"I think not."
"How long had Monsieur de Maucroix been an avowed admirer of your daughter?"
"Only a few months—since Easter, I think. My granddaughter used to see him when she was staying with her aunt."
"Could you reconcile it to your conscience to allow your grandchild to live in the house of an aunt who was leading—well, we will say a doubtful life?"
"There was no harm in my daughter's life that I knew of.
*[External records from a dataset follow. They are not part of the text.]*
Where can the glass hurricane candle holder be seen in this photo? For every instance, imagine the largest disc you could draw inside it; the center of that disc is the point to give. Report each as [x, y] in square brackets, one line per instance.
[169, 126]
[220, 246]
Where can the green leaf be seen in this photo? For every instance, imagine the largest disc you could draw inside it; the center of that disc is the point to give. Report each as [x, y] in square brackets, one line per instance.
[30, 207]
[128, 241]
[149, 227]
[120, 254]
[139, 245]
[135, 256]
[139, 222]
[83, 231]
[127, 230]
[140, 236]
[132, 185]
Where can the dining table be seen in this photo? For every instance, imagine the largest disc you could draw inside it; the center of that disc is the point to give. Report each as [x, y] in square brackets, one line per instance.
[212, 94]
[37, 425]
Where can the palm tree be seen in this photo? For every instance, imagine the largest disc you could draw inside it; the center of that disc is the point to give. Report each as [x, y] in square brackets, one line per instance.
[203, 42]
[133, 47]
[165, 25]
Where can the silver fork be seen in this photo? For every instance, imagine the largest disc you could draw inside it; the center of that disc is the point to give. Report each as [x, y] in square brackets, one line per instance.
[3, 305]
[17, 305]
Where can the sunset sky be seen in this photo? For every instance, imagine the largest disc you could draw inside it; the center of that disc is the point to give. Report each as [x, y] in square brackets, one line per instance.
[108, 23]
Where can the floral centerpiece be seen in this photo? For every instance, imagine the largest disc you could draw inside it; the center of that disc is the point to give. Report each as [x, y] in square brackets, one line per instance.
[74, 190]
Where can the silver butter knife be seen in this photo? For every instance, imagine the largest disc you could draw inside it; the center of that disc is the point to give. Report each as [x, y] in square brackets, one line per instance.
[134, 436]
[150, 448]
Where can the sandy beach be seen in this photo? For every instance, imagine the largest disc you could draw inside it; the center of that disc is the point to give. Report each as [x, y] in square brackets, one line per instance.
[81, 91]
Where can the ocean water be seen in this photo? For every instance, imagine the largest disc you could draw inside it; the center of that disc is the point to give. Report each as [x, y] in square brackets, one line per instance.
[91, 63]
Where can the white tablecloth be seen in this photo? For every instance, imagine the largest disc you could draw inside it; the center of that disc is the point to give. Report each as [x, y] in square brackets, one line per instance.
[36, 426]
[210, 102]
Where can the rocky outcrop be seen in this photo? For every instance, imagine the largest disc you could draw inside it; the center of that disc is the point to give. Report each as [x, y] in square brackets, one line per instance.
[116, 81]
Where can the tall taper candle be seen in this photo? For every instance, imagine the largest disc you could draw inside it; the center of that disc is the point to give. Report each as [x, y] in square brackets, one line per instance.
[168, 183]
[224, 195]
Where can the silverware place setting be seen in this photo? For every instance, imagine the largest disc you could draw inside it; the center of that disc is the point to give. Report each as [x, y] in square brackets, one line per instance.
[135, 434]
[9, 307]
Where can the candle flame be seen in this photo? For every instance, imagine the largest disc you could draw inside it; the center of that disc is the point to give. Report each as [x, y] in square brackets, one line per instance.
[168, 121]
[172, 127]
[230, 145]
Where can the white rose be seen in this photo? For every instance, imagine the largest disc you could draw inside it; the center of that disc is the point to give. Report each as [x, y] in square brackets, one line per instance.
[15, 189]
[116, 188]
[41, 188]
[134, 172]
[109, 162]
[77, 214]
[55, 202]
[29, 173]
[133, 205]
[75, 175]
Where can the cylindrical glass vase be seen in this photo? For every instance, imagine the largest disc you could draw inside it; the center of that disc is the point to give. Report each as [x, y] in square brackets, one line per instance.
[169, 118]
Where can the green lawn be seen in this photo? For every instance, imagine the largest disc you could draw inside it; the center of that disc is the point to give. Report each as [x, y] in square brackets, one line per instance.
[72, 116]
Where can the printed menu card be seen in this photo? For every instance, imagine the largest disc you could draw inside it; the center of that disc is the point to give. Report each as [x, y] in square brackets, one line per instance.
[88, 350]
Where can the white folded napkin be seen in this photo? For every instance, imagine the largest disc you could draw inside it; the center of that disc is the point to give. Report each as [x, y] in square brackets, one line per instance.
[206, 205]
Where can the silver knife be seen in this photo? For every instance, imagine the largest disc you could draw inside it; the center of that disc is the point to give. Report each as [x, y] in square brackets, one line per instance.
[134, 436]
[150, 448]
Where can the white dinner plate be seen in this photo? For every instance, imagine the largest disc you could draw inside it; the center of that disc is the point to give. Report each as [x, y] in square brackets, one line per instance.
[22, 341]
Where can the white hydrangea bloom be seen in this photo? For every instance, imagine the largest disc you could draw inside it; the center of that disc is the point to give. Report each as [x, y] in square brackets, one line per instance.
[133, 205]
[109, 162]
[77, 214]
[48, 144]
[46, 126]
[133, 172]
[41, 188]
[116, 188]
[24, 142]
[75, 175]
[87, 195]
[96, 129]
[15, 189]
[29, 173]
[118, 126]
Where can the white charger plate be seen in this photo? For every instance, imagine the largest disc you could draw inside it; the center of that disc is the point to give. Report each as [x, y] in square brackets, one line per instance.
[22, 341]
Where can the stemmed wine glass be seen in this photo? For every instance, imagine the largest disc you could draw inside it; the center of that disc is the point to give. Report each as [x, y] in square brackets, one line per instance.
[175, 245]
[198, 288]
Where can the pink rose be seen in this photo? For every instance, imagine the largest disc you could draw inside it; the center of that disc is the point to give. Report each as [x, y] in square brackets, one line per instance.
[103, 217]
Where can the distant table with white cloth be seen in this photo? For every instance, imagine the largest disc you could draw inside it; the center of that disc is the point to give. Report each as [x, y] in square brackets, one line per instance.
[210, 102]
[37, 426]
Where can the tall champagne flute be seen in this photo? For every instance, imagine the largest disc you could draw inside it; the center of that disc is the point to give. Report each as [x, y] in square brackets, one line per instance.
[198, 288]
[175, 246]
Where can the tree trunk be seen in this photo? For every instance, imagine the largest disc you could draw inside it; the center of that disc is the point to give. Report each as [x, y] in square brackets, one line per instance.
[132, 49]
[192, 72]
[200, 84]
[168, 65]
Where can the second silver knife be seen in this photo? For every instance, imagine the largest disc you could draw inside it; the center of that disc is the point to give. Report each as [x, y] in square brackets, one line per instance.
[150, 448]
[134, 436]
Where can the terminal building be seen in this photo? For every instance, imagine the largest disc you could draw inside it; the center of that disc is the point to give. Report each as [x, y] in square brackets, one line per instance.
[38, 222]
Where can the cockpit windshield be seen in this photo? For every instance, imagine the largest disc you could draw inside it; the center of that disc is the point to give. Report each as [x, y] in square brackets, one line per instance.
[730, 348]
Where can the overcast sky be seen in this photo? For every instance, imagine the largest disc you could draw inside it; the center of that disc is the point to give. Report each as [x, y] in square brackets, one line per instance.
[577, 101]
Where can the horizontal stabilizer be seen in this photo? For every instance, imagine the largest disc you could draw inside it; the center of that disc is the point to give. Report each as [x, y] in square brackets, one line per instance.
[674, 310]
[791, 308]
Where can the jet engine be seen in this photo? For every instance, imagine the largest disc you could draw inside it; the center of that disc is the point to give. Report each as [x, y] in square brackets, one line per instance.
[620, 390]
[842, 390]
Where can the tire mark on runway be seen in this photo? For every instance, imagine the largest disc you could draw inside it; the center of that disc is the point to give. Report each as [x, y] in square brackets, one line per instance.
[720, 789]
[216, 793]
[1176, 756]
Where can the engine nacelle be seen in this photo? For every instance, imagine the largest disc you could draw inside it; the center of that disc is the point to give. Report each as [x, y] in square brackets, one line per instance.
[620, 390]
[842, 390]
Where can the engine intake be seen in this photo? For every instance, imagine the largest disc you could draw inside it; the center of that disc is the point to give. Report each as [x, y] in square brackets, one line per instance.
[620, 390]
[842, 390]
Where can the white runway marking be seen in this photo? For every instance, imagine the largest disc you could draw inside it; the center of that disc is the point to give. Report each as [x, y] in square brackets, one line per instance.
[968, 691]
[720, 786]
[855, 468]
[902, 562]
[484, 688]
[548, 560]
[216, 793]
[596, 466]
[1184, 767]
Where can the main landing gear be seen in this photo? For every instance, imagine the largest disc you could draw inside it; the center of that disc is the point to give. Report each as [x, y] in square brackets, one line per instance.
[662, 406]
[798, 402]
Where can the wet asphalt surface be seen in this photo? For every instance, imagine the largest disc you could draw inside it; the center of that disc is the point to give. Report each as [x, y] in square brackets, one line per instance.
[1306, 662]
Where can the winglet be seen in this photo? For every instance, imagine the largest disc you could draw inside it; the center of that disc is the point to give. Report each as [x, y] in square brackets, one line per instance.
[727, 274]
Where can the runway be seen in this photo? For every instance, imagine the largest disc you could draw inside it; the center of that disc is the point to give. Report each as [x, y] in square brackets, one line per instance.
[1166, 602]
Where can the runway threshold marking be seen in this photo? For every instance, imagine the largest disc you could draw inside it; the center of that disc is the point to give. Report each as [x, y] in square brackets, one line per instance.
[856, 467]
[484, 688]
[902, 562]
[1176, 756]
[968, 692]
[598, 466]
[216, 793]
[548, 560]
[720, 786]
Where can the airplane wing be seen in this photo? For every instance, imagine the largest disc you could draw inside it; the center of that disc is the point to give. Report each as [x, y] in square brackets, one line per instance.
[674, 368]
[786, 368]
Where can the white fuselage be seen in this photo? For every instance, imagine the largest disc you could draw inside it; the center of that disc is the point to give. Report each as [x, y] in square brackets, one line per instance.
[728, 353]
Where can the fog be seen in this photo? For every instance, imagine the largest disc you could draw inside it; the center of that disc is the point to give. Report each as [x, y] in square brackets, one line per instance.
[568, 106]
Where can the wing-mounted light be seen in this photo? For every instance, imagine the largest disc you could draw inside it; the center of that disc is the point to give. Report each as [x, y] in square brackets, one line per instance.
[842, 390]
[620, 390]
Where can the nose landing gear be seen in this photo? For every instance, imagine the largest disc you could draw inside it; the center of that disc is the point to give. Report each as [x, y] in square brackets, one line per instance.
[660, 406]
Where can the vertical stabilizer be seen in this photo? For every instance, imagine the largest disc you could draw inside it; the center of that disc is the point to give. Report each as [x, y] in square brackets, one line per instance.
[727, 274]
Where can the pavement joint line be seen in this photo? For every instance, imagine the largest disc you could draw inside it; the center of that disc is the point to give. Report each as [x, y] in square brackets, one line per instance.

Monsieur Georges may have been my daughter's husband. There is no reason that he should not have been. At her lodgings she was known as Madame Georges. It was under that name she travelled when she went abroad."
"But you had never heard of any marriage—at the Mairie or elsewhere? And, again, your daughter could not be married without your consent."
"I do not say that she had been married in France. She may have been married abroad—in England, perhaps. He took her to England soon after they became acquainted. It was the first time she left Paris with him; and until then I know she had been as distant to him as if she had been the Empress. In England there are no obstacles to marriage; there is no one's consent to be asked."
"We will admit that a marriage in a foreign country would have been possible. But this Maxime de Maucroix, this second admirer——"
"Was only an admirer. My daughter's life was not a disreputable life. I have nothing to reproach myself with upon that score."
"Can you help us to find this man Georges, whom you suspect as the murderer? Do you know where he is to be found?"